Beim Throwaway-Prototyping können veranschaulichende Modelle eines Produkts schnell – wenn auch weniger sauber – entworfen werden.

Eine Produktidee ist erst dann gewinnbringend, wenn sie auch in der Praxis erfolgreich umgesetzt werden kann. Von der Idee zur Markteinführung muss daher einiges bedacht werden, um diese Hürde zu meistern. Doch Papier ist bekanntlich geduldig, häufig benötigt es ein Anschauungsexemplar, um Fehler und Schwachstellen aufspüren zu können. Zudem kann dadurch teamintern visuell diskutiert werden. An dieser Stelle kommt das Prototyping ins Spiel. Es handelt sich dabei um nicht anderes, als die einfache, schnelle und günstige Herstellung eines Testobjekts.

Prototypen können in verschiedenen Abstraktionsstufen hergestellt werden, die teilweise schon an das verkaufsfertige Endprodukt herankommen. Beim Throwaway-Prototyping ist jedoch eher das Gegenteil der Fall. Es ist von vornherein klar, dass es sich nur um ein grobes Modell handelt, welches nach dem Gebrauch entsorgt werden kann. Daher stammt auch seine Bezeichnung, denn „to throw away“ bedeutet „wegwerfen“. So kann beispielsweise bei der Programmierung eines Nutzer-Interfaces zu Schere und Papier gegriffen werden, um die bisherigen Überlegungen einfach zu visualisieren.

Gerne wird beim Throwaway-Prototyping die „Quick and Dirty“-Methode angewandt. Wie die Bezeichnung bereits vermuten lässt, geht es hierbei schnell und mitunter nicht besonders sauber zu. Das Resultat ist kein besonders ansehnlicher Prototyp, veranschaulicht allerdings die gewünschten Kernfunktionen des Konzepts. Da diese Methode wie das gesamte Throwaway-Prototyping in einer Frühphase der Produktentwicklung betrieben wird, können hier alle greifbaren Materialien wie Papier, Knetmasse oder etwa Legosteine verwendet werden.
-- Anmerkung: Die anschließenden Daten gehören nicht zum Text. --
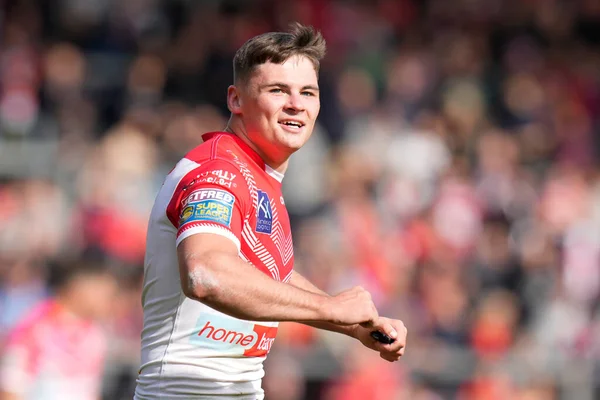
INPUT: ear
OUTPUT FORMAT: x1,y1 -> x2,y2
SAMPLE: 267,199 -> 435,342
227,85 -> 242,115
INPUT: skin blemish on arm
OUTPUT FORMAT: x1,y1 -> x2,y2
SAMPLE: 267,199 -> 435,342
185,253 -> 218,294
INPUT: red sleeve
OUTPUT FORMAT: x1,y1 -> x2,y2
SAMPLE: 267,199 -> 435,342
167,160 -> 250,250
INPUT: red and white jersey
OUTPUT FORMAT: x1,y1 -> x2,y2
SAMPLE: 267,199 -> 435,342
0,300 -> 106,400
135,132 -> 294,400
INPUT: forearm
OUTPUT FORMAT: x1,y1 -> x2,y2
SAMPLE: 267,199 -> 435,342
289,271 -> 356,337
184,252 -> 327,322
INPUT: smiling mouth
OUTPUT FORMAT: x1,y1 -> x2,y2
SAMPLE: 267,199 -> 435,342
279,121 -> 304,129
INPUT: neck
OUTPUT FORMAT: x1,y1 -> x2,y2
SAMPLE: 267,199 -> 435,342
225,116 -> 288,174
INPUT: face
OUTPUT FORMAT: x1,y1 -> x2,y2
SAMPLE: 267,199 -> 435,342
228,56 -> 320,163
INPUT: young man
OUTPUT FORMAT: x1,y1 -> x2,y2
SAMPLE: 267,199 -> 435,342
135,25 -> 406,400
0,261 -> 117,400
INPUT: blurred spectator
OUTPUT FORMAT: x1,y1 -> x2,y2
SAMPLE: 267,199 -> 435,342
0,262 -> 117,400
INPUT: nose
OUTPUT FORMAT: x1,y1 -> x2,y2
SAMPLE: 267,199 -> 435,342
285,93 -> 304,112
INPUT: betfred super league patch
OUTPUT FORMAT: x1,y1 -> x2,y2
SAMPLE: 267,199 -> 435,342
179,189 -> 235,227
256,190 -> 273,234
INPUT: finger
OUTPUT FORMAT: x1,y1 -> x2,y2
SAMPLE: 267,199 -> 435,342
379,353 -> 399,362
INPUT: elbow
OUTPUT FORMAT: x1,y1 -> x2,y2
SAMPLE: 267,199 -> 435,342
181,265 -> 219,302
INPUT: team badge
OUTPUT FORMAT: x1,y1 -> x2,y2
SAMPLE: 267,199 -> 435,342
256,190 -> 273,234
179,189 -> 235,227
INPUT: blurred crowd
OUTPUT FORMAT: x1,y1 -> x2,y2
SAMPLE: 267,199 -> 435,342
0,0 -> 600,400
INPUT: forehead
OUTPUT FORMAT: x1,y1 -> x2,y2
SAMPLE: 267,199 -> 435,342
250,56 -> 317,86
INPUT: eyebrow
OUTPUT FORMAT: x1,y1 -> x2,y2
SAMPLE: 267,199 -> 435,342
261,82 -> 319,92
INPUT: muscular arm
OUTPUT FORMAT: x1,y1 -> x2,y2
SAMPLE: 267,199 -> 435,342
289,271 -> 357,337
177,233 -> 330,321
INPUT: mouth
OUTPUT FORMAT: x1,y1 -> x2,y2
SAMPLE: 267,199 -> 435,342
279,120 -> 305,132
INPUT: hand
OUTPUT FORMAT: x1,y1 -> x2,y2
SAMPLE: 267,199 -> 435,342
354,317 -> 407,362
326,286 -> 379,326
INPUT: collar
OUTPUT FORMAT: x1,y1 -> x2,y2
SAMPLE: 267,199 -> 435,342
202,131 -> 284,183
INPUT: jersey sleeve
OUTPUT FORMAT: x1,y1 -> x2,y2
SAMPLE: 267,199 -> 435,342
167,160 -> 250,251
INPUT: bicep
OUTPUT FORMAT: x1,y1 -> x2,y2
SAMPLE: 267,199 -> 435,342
177,233 -> 238,298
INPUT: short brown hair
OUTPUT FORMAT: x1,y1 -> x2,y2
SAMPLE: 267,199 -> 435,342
233,22 -> 326,83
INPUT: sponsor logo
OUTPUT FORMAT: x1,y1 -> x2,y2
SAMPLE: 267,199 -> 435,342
179,206 -> 195,225
256,190 -> 273,234
194,169 -> 237,188
190,314 -> 277,357
180,189 -> 235,226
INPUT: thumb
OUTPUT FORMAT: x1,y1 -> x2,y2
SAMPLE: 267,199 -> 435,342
373,321 -> 398,339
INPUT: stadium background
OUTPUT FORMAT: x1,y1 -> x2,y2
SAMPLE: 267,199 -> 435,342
0,0 -> 600,400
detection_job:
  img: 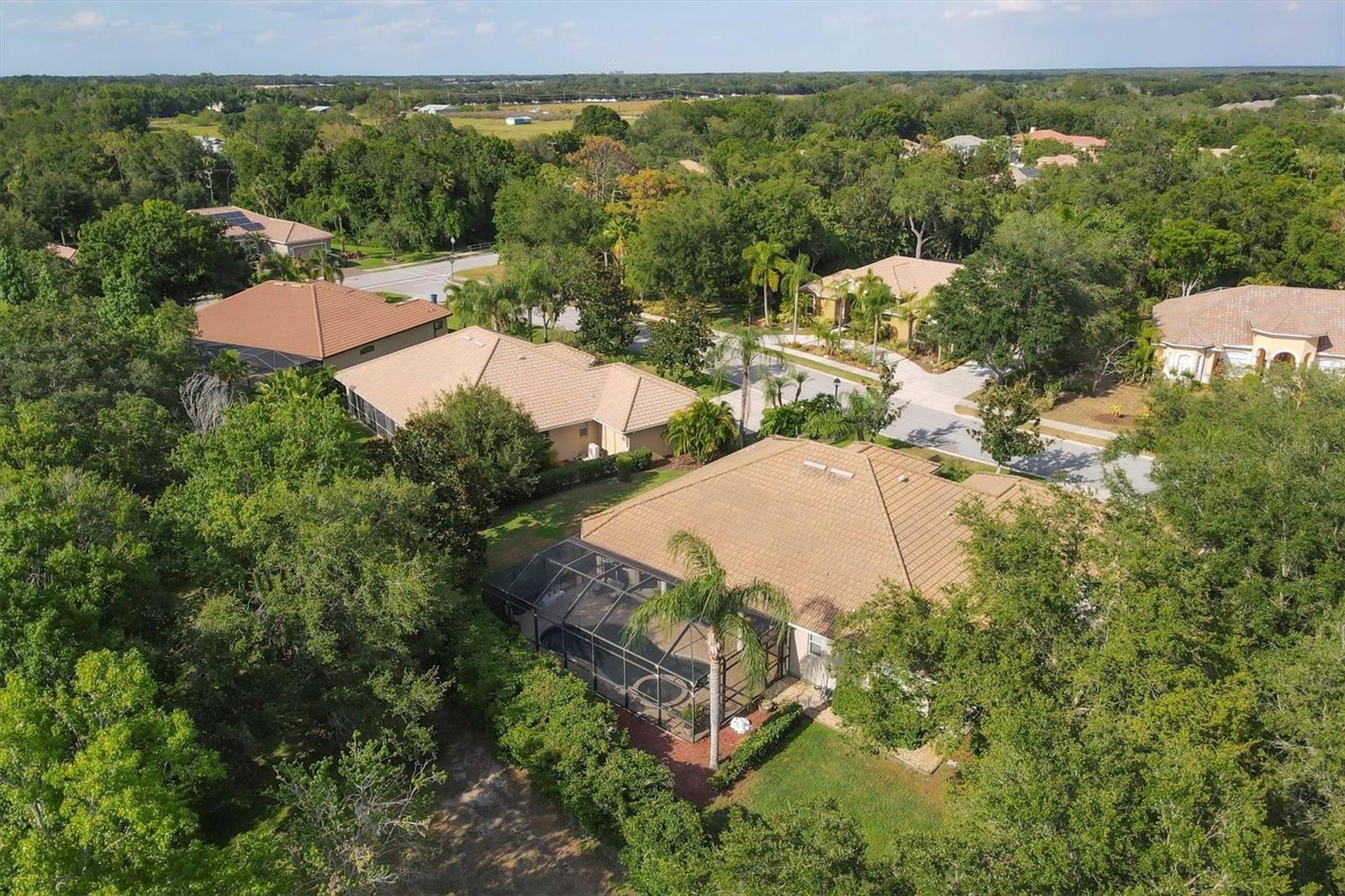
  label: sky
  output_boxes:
[0,0,1345,76]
Was zählt ist, dass ein veranschaulichender Effekt erzeugt wird. Da der Prototyp darüber hinaus nicht weiter verwendet werden soll, werden an ihn noch keine weiteren Ansprüche gestellt.

Für sich betrachtet ist das Throwaway-Prototyping somit ein Mehraufwand. Den gesamten Entwicklungsprozess betrachtend kann jedoch sogar Zeit eingespart werden, denn Fehlentwicklungen und das Konzeptionieren nicht umsetzbarer Ideen können schon im Vorfeld umgangen werden.